That was the response I received from
Karen*, the mother of the kids I take
with me on adventures.
These are the same kids who sleep over
at my house, who cook meals with me,
who dance joyfully to gospel and blues and 80s music,
who’ve met my girlfriend and with whom I have kept in
touch since they moved away a few years ago from the
neighborhood we shared.
I called Karen last week and told her that something
was bothering me. I was worried that I might I have
betrayed her trust in me by posting photos and videos of
the kids and me on our outings on my blog without directly
asking for her permission.
I called Karen the same day I received an email from
some friends of mine who asked me to remove some video
I had posted of them dancing on You Tube. I had sent
them the link, and although they loved the video, they did
not want it made public and asked me to remove it. I did
and apologized for not asking them in the first place. I
could have made the video private and only given them
access to it but for some reason I did not. And although
their names were not on the video and the video had only
been viewed 14 times, making it likely that no one but
them and me had actually viewed it, that wasn’t the point.
I had not asked. I want to be a friend they can trust. And
this was not a good way to keep their trust.
So after this experience, I decided not to assume anything.

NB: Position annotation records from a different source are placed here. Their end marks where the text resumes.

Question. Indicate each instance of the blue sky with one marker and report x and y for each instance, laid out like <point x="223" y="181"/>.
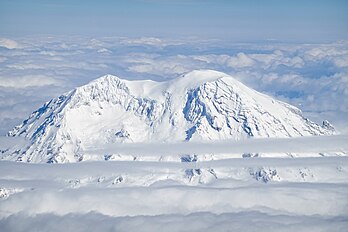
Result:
<point x="248" y="20"/>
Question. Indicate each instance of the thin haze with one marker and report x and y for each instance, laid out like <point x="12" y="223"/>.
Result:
<point x="251" y="20"/>
<point x="315" y="144"/>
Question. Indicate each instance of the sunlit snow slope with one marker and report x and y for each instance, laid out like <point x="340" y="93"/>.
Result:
<point x="199" y="106"/>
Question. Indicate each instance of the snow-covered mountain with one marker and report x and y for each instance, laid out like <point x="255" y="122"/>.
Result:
<point x="201" y="105"/>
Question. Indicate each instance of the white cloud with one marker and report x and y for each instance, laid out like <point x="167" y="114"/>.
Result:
<point x="248" y="221"/>
<point x="9" y="43"/>
<point x="27" y="81"/>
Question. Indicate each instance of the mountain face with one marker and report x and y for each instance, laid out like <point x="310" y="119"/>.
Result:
<point x="201" y="105"/>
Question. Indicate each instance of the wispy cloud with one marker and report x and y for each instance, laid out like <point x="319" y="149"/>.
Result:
<point x="310" y="76"/>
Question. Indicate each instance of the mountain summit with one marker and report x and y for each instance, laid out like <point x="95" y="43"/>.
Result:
<point x="200" y="105"/>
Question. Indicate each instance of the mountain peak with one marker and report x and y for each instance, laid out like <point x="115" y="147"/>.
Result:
<point x="200" y="105"/>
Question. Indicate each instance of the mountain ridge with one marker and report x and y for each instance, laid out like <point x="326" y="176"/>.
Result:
<point x="197" y="106"/>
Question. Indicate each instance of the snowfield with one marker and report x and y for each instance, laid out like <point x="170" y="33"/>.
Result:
<point x="202" y="152"/>
<point x="263" y="194"/>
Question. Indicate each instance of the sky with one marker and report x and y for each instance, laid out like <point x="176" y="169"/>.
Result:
<point x="295" y="51"/>
<point x="243" y="20"/>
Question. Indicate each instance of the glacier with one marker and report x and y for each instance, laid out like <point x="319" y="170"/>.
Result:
<point x="202" y="105"/>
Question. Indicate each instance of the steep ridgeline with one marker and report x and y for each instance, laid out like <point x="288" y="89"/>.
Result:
<point x="201" y="105"/>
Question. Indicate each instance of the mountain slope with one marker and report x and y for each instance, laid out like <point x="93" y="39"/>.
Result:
<point x="201" y="105"/>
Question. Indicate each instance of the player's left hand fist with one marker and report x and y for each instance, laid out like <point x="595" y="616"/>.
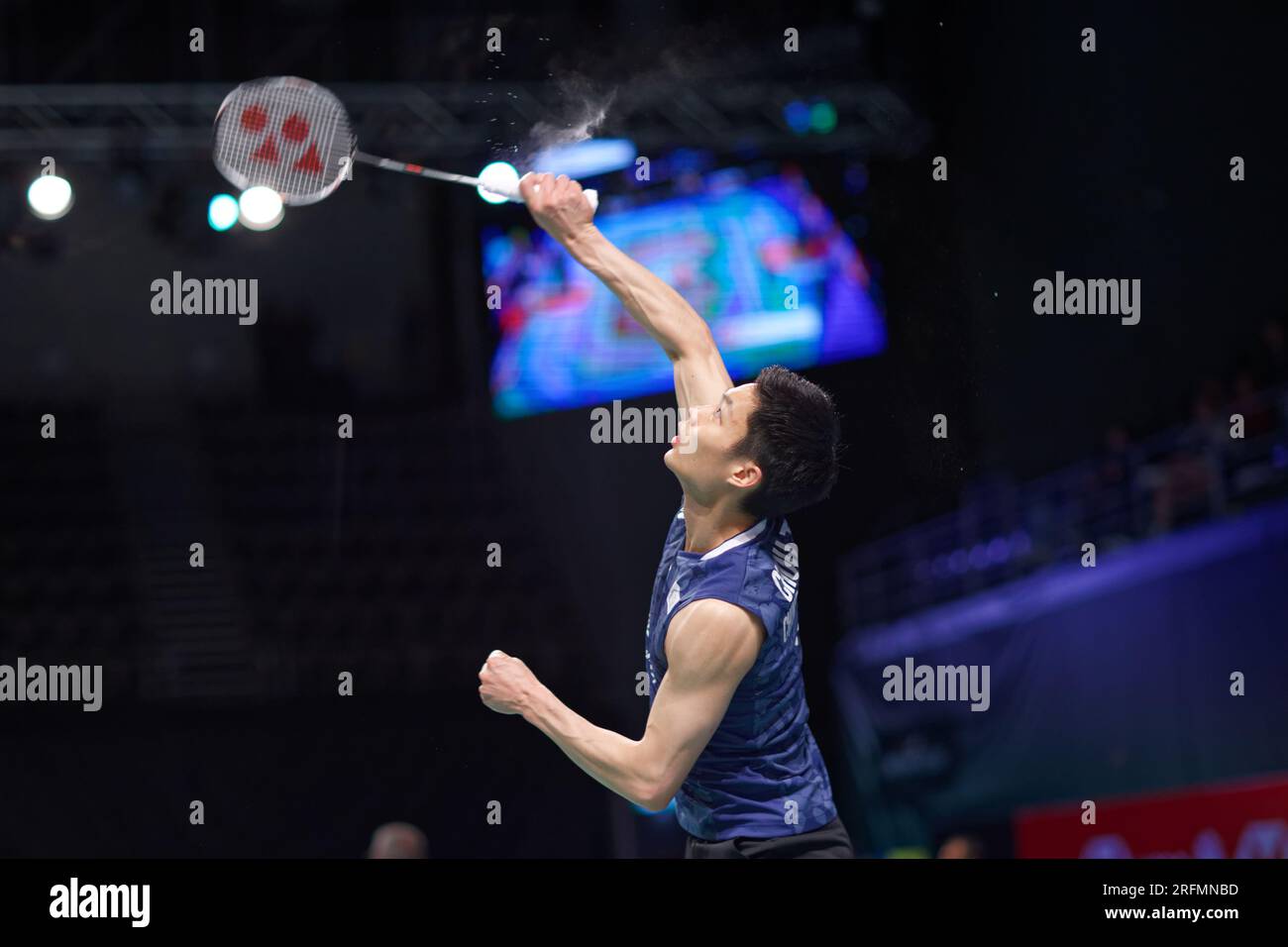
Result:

I decided not to take any chances on betraying
Karen’s trust in me with her children. On numerous occasions
I have taken pictures of the kids on our excursions
and have made photo albums and given them to Karen. A
week ago, I had printed out one of my blog posts about an
adventure with the kids and me and gave it to her. Still, I
never actually asked if I could post the video and pictures
I took of the kids on-line.
I called Karen and told her of my concern and why it
was bothering me and offered to show her all of my blog
postings that included pictures and video of the children
and said that I would remove any and all of them if she did
not approve.
I told her that I asked my brothers’ permission before
posting video and photos of my nieces and nephew and
should have asked her permission. Karen listened patiently
as I explained all of this.
Her response was, “I trust you with my kids. And there’s
a lot that goes with that. My kids really care about you.”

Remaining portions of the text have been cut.